Why is Next History Speculative Technology Fiction?
A single question around speculative technology fiction drove me to write Next History: The Girl Who Hacked Tomorrow.
What if we found a completely accurate history of our beginnings, an unbiased record that was not passed down verbally, not reimagined in every telling?
I started looking at creation myths of many cultures, located the first feminine archetype, and found scholarly input that became an energy source for every writer’s favorite question: What If?
Really worth reading ~ If you can imagine reading Neal Stephenson – before anyone much had heard of him and mix it with Good Omens – this might be that novel. ~ Megan on Amazon
The answers created turmoil. They pushed some of the characters toward God. Some were driven in desperate search for a demon or an angel that could redeem them. The young female protagonist is prepared to settle for death, to throw away all her money for a single chance to see her mother again. She is driven, yet too realistic to think a Devil could possibly exist. And she laughs at the idea of a bargain with God.

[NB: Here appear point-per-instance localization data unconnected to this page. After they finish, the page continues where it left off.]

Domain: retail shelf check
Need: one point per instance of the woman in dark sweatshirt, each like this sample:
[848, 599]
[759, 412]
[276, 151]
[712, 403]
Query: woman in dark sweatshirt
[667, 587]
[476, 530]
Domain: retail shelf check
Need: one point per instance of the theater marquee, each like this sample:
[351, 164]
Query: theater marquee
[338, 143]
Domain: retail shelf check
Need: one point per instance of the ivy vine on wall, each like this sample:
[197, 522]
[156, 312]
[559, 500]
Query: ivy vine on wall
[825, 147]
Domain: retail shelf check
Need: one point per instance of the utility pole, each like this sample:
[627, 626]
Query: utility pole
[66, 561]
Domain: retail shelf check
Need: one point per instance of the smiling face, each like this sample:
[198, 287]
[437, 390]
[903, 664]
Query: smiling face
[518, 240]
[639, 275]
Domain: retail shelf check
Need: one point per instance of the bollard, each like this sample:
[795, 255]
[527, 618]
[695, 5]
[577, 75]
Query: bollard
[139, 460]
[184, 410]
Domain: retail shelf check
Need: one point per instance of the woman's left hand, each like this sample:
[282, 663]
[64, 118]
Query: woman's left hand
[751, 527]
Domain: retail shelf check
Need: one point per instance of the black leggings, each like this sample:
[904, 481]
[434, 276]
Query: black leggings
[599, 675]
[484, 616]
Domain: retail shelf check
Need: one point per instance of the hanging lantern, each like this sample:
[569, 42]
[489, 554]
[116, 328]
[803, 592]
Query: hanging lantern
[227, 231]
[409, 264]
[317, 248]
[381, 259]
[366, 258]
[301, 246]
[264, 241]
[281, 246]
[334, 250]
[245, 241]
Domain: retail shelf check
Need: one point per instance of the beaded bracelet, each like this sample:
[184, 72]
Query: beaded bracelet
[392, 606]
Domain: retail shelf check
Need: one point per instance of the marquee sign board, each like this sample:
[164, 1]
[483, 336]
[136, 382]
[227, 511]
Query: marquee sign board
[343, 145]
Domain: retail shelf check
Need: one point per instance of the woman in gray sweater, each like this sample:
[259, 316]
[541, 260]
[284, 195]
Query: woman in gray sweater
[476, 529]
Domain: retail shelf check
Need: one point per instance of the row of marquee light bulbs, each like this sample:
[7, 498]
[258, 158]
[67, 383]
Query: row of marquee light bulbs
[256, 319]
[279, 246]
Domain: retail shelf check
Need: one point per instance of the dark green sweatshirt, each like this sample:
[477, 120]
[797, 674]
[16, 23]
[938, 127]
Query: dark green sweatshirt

One thing I learned in the writing, it is the intensity of a character’s quest, not what it is, that makes a story move.
Along the way I saw an important flaw in the history and mythology around the archetypal Lilith, the first female created in Babylonian and Hebrew mythology. Did I use that? Oh yes I did.
Next History weaves big-iron predictive knowledge, a plugged-in world population, Sumerian creation myth, and a demonic presence with a hip sensibility to launch us beyond the hyperdata age toward a shifting and dangerous event horizon.
The story is a head-changing whirl toward a future world so outrageous, the survivors will be forced to adapt, or die.
Jacket Blurb
Exquisite and resourceful Tharcia, at risk in a world where
instinctive drives have been unleashed, seeks her mother for
a final throwdown.
Her only difficulty is that Mom is dead.
Through her peculiar mix of technology and magic, Tharcia ensnares
a strange entity in a geometric prison. It is not her mother.
When Tharcia unearths an enchanting oracle from her deepest being,
her life, and the future of humanity, is about to be reprogrammed.
Will there be a collective, agonizing dive into chaos and depravity?
Will Tharcia reveal humanity’s true purpose?
Or, will nothing change at all, except for the dark fate
of one luckless girl?
Find out for yourself. I felt in the end that I had a story worth telling. It brings up the most important question humans ever face: Who am I and how do I matter to the universe? The answer belongs to you.